Trump On Manafort Pardon: ‘Why Would I Take It Off The Table?’


President Donald Trump said he’s never discussed — or considered — pardoning Paul Manafort, his former campaign manager who pleaded guilty and made a deal with Russia investigation special counsel Robert Mueller. But the president also said this week that it’s an idea he hasn’t dismissed doing, either.

The comments from the president come in the same week that it was revealed that Manafort — whose plea deal is under re-consideration by the special counsel after it was discovered he’d been lying to investigators — also had his lawyer briefing Trump’s legal team on what Mueller’s investigation had been asking him about, per previous reporting from the Inquisitr.

It was a revelation that Trump’s personal lawyer, Rudy Giuliani, suggested was happening. “[Mueller] wants Manafort to incriminate Trump,” Giuliani said.

Some have suggested that Manafort went behind the backs of the special counsel’s office in order to gain favor with Trump, to secure for himself a pardon from the president.
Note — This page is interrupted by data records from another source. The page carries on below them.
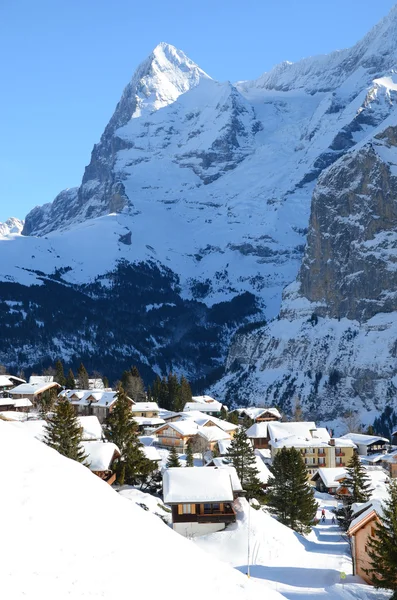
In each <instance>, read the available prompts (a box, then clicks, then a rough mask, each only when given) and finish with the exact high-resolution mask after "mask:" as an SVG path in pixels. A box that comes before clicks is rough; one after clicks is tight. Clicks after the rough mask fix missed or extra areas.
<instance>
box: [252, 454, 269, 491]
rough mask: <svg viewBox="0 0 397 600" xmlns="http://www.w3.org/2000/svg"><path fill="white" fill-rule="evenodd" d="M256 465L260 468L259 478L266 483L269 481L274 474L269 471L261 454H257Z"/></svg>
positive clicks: (257, 468) (255, 455)
mask: <svg viewBox="0 0 397 600" xmlns="http://www.w3.org/2000/svg"><path fill="white" fill-rule="evenodd" d="M255 466H256V468H257V469H258V471H259V472H258V479H259V481H260V482H261V483H262V484H263V485H266V484H267V482H268V481H269V477H271V476H272V474H271V473H270V471H269V468H268V467H267V466H266V465H265V463H264V462H263V460H262V459H261V457H260V456H257V455H255Z"/></svg>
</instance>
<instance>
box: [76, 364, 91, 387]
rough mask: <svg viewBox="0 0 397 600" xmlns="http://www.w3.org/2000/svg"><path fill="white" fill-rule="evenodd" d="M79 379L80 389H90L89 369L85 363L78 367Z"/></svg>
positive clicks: (77, 377)
mask: <svg viewBox="0 0 397 600" xmlns="http://www.w3.org/2000/svg"><path fill="white" fill-rule="evenodd" d="M77 381H78V385H79V389H80V390H88V389H89V383H88V373H87V369H86V368H85V366H84V365H83V363H80V366H79V368H78V371H77Z"/></svg>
Trump, on Wednesday, suggested that a pardon for Manafort wasn’t on his mind — but that he reserved the right to issue one if he wanted to.

A pardon for Manafort “was never discussed, but I wouldn’t take it off the table,” Trump said, according to reporting from the New York Post. “Why would I take it off the table?”

Within the same interview, Trump suggested that Mueller’s team was purposely trying to get Manafort — and others involved in the investigation — to lie so that any answers Trump gave to the special counsel would be deemed as a lie also. “If you told the truth, you go to jail,” he said.

Trump also compared the investigation to events that took place during the “Red Scare” of the late 1940s through the early 1950s.

“[T]his is McCarthyism. We are in the McCarthy era. This is no better than McCarthy. And that was a bad situation for the country. But this is where we are. And it’s a terrible thing.”

While the president’s pardon power is one of the few Constitutional tools he has at his disposal that does not have a check from any other branch of government, some experts have suggested that his use of the pardon would be an impeachable offense.

“While the pardon power is quite broad under the Constitution, that does not mean that exercises of the pardon power — or promises to grant pardons — cannot be obstructive,” said Lisa Kern Griffin, a law professor at Duke University, per reporting from Vox back in March. “Like any other lawful act, such as terminating executive branch employees, a pardon could be unlawful if done with the corrupt intent to impede an investigation or influence a witness.”